Nigeria prides itself as one of the world’s largest exporters of cocoa, but the commodity is often used in producing confectionery products, soft and alcoholic drinks as well as soap at the factories of other countries.
“These finished products are then imported into Nigeria,” said Ikechukwu Ibeabuchi, managing director of MD Services Limited, in an interview.
Over 50 percent of raw materials used in Nigerian manufacturing sector are imported. This informs why manufacturers were among the worst hit when the Central Bank of Nigeria, in a bid to save the economy, closed official foreign exchange windows and subsequently restricted 41 items from accessing local forex markets.
 “We have seen in the last few months that many companies source their foreign exchange from the parallel market,” said Paul Gbededo, CEO, Flour Mills of Nigeria plc and chairman of Food, Beverages and Tobacco Group of the Manufacturers Association of Nigeria, during this year’s annual general meeting (AGM) held in Lagos.
Analysts wonder why Nigeria exports what it needs at factories or why some value is still not added to some of the export products.
“Nigeria has spent so much time supplying primary products such as cocoa and rubber to the world,” said Imo Itsueli, former chairman of the Nigerian National Petroleum Corporation (NNPC), at a foreign policy dialogue organised by Lagos Chamber of Commerce and Industry last Thursday.
“This is even replicated on the oil sector, where attention is focused on crude. If we focus our energy on refined products, our impact on international trade policy will change,” Itsueli said.
Experts say Nigeria’s bargaining power in the international market is low owing to its poor global trade contribution, caused by infinitesimal capacity of its local manufacturing. They add that manufacturers rush to obtain raw materials from abroad owing to issues regarding shortage and poor quality. They, however, say the Federal Government must pay attention to the domestic industrial sector for the country to spike its productive capacity.
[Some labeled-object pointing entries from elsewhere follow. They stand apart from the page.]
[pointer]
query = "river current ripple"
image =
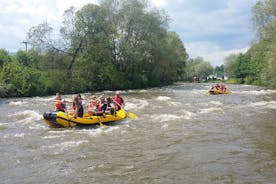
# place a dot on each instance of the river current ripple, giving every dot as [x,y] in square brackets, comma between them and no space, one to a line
[181,135]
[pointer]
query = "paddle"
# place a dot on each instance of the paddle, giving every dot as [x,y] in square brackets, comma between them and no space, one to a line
[129,114]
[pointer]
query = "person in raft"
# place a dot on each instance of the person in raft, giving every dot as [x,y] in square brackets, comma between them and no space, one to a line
[118,101]
[92,107]
[59,103]
[77,109]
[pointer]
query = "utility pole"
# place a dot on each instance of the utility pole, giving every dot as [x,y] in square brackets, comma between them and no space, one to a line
[26,45]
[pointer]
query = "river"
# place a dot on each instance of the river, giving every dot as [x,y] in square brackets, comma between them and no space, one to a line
[181,135]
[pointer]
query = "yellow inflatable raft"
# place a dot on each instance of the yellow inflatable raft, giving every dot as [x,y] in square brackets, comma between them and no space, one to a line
[61,119]
[219,92]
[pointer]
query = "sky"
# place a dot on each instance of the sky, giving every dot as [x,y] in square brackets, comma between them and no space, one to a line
[211,29]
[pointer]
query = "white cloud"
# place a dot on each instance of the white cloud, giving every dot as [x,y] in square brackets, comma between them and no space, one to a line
[211,52]
[17,17]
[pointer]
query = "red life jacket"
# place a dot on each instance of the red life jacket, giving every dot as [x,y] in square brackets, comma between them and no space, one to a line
[118,99]
[59,106]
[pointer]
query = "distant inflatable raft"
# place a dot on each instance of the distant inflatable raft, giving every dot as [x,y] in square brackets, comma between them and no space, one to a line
[219,92]
[60,119]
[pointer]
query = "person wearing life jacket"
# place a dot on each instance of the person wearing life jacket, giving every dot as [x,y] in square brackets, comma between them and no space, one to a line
[59,103]
[92,107]
[101,107]
[81,100]
[118,101]
[77,108]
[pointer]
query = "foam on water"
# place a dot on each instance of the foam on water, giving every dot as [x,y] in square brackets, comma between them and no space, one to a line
[17,103]
[62,146]
[256,92]
[26,116]
[271,104]
[163,98]
[165,126]
[139,104]
[209,110]
[216,103]
[187,114]
[166,117]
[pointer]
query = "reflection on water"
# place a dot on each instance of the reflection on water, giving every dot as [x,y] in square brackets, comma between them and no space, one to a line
[181,135]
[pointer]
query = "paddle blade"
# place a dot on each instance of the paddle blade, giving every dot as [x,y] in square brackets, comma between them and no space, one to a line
[132,115]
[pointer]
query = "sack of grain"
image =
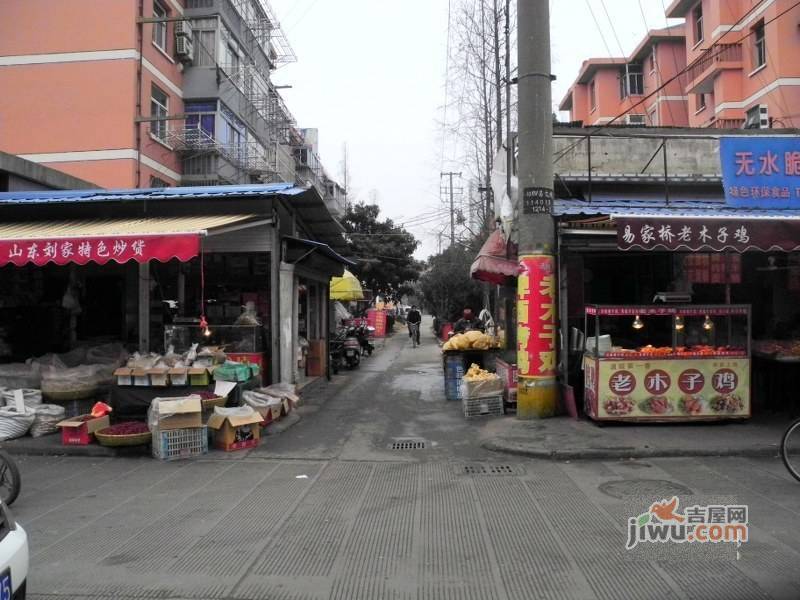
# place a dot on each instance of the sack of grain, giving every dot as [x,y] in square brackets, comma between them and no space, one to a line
[31,398]
[15,424]
[46,418]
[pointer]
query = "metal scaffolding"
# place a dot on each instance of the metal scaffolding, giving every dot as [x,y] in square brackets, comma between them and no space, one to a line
[266,30]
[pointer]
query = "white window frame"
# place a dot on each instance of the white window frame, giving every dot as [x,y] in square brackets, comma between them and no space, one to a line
[159,129]
[759,46]
[697,24]
[160,29]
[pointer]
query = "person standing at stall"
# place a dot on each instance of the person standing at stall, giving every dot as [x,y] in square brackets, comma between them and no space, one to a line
[414,320]
[468,322]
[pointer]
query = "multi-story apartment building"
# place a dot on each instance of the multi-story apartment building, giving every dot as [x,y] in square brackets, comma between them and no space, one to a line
[608,87]
[156,93]
[744,65]
[736,63]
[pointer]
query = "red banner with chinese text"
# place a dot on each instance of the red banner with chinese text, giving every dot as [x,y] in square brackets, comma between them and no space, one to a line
[707,234]
[536,316]
[121,248]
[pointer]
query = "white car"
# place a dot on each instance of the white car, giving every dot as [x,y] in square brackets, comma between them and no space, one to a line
[13,557]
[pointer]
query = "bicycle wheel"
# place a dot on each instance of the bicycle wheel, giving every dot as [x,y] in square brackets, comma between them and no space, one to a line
[790,449]
[10,480]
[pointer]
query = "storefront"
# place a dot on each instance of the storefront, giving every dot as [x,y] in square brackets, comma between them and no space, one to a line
[150,269]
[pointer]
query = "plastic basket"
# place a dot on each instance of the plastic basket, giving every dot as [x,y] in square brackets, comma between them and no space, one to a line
[492,406]
[177,444]
[452,389]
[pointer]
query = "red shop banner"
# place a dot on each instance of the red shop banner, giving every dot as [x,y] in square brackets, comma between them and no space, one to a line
[536,316]
[100,250]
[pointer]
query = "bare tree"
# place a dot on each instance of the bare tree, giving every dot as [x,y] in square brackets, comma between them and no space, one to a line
[477,106]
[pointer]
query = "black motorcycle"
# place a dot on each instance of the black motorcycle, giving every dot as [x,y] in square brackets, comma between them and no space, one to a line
[345,350]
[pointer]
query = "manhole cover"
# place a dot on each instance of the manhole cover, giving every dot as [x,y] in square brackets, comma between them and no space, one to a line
[408,444]
[648,488]
[489,469]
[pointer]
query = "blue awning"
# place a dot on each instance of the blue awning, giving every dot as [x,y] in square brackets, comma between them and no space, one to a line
[193,192]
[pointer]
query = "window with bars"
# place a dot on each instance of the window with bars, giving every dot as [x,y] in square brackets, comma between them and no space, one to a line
[759,46]
[697,21]
[159,107]
[160,28]
[631,81]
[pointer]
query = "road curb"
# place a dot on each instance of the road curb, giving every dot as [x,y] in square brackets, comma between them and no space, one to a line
[621,453]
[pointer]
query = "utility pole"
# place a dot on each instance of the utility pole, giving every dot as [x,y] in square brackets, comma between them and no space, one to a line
[537,392]
[509,143]
[450,174]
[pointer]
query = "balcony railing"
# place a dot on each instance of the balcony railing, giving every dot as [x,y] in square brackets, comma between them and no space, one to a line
[715,56]
[728,124]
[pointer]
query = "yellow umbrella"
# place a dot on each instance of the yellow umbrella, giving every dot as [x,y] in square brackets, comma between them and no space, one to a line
[346,288]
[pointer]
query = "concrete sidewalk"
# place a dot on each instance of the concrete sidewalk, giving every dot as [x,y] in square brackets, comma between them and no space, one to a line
[563,438]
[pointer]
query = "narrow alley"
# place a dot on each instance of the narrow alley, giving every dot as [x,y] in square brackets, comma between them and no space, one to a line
[382,490]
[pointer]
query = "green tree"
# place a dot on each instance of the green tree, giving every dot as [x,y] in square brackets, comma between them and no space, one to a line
[383,250]
[446,284]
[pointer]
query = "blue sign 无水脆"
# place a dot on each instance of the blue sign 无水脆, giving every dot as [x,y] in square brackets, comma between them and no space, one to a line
[761,172]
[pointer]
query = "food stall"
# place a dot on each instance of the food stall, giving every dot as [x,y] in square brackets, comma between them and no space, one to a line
[695,364]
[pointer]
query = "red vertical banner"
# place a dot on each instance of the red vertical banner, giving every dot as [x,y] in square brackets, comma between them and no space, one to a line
[536,317]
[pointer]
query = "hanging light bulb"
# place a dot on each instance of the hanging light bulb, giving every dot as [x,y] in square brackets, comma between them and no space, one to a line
[204,326]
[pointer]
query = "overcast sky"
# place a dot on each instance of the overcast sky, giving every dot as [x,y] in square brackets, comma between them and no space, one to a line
[370,74]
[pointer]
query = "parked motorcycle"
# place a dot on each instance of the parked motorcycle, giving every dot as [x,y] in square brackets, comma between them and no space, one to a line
[345,350]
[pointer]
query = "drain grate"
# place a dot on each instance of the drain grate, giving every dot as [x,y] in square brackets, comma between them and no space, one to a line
[408,444]
[489,469]
[648,488]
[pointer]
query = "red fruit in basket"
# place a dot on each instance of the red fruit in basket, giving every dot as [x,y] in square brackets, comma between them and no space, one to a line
[127,428]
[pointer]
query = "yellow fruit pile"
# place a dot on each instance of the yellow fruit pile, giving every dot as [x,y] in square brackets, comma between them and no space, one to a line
[475,373]
[472,340]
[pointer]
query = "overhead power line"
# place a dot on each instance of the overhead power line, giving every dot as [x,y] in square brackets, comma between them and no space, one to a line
[599,29]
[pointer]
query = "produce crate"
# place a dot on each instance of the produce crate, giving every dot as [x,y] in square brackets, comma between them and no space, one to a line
[492,406]
[453,364]
[175,444]
[452,389]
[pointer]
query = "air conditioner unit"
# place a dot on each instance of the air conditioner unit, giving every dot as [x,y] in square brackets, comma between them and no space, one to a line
[184,48]
[183,29]
[636,119]
[757,118]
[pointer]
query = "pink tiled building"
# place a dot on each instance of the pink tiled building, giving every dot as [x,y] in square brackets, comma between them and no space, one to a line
[731,64]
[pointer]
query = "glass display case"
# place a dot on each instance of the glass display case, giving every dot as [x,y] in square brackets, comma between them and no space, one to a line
[667,362]
[233,339]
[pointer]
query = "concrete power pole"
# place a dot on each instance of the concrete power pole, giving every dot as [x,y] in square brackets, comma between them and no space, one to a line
[537,392]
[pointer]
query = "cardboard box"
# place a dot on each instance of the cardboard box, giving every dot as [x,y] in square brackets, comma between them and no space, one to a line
[199,376]
[140,378]
[179,376]
[485,388]
[235,432]
[158,377]
[124,376]
[76,432]
[179,413]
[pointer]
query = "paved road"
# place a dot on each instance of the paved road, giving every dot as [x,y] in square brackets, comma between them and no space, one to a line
[328,510]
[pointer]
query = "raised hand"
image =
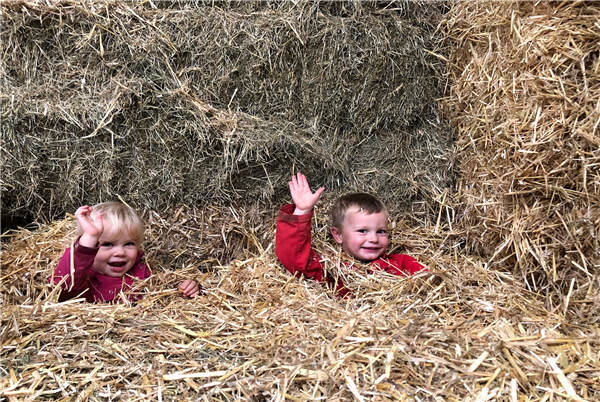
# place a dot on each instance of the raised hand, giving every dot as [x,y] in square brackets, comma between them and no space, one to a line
[304,199]
[92,227]
[189,288]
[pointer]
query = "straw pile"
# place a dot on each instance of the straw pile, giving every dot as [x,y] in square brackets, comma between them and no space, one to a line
[526,103]
[195,103]
[461,332]
[508,310]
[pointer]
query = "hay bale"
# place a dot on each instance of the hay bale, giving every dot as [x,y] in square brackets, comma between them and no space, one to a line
[189,103]
[524,99]
[460,332]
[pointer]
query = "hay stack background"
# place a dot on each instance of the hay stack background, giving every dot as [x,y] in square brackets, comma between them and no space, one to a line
[488,322]
[170,103]
[526,103]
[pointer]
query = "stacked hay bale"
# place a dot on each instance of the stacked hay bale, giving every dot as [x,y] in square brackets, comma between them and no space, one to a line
[462,331]
[192,103]
[526,102]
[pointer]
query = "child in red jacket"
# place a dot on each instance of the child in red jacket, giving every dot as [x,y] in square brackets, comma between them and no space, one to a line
[106,257]
[359,224]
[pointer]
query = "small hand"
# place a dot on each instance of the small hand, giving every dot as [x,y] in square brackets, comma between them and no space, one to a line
[304,199]
[189,288]
[92,227]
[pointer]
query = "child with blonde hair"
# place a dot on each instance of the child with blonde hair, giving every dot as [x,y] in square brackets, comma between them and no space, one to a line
[359,225]
[106,257]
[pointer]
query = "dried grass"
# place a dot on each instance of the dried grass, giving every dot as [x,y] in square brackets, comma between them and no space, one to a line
[525,101]
[195,103]
[507,312]
[460,332]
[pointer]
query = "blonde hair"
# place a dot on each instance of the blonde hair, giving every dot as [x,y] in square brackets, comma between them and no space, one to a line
[363,201]
[122,219]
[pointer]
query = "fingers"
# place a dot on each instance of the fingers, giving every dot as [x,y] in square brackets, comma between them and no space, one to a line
[299,183]
[319,191]
[189,288]
[83,211]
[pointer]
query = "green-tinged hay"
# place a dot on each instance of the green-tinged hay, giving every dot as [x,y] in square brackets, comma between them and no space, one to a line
[191,103]
[524,99]
[458,332]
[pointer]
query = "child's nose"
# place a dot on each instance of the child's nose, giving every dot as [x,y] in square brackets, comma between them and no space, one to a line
[373,237]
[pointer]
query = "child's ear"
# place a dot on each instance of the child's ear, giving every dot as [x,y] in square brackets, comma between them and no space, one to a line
[337,235]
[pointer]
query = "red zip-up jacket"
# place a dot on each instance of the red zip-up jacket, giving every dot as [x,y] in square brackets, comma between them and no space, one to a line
[293,248]
[91,284]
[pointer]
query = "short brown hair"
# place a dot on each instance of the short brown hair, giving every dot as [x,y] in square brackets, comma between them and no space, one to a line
[363,201]
[121,217]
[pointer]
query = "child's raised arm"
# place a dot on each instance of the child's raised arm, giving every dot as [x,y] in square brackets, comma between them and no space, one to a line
[92,227]
[304,199]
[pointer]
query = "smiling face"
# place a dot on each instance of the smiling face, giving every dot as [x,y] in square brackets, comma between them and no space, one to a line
[363,235]
[117,254]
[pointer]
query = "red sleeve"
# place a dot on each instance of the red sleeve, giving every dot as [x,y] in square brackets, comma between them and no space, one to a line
[293,244]
[83,260]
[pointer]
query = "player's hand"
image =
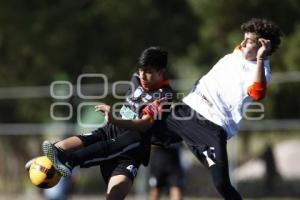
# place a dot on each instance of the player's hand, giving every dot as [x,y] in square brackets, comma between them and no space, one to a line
[106,109]
[265,48]
[154,108]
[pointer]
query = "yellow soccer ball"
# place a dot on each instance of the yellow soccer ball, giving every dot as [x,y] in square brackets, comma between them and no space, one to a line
[42,173]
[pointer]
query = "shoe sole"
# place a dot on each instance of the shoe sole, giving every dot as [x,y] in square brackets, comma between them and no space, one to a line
[49,151]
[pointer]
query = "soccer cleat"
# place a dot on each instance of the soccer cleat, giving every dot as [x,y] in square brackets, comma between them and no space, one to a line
[53,154]
[28,164]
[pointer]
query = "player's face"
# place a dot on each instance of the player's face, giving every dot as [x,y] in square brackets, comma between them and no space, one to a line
[150,77]
[249,46]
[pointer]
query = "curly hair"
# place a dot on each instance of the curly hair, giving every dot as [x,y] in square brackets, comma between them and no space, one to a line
[265,29]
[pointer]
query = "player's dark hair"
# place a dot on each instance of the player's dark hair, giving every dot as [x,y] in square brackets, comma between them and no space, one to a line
[154,57]
[265,29]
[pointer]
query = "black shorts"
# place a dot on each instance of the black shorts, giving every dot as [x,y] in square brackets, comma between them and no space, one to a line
[165,168]
[205,139]
[119,166]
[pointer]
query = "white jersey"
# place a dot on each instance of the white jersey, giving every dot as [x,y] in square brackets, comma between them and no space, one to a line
[221,94]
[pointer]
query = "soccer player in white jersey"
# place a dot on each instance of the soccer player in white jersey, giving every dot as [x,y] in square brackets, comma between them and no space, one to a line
[210,114]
‘Nigeria can quite enjoy a more visible profile internationally if and only if it can get its acts together by strengthening its industrial production base, spiral its power generation capacity, enhance its transmission and distribution, improve its education and health care delivery and close  the gap between material production and consumption,” said Akin Oyebode, professor of international law and jurisprudence, at the foreign policy dialogue.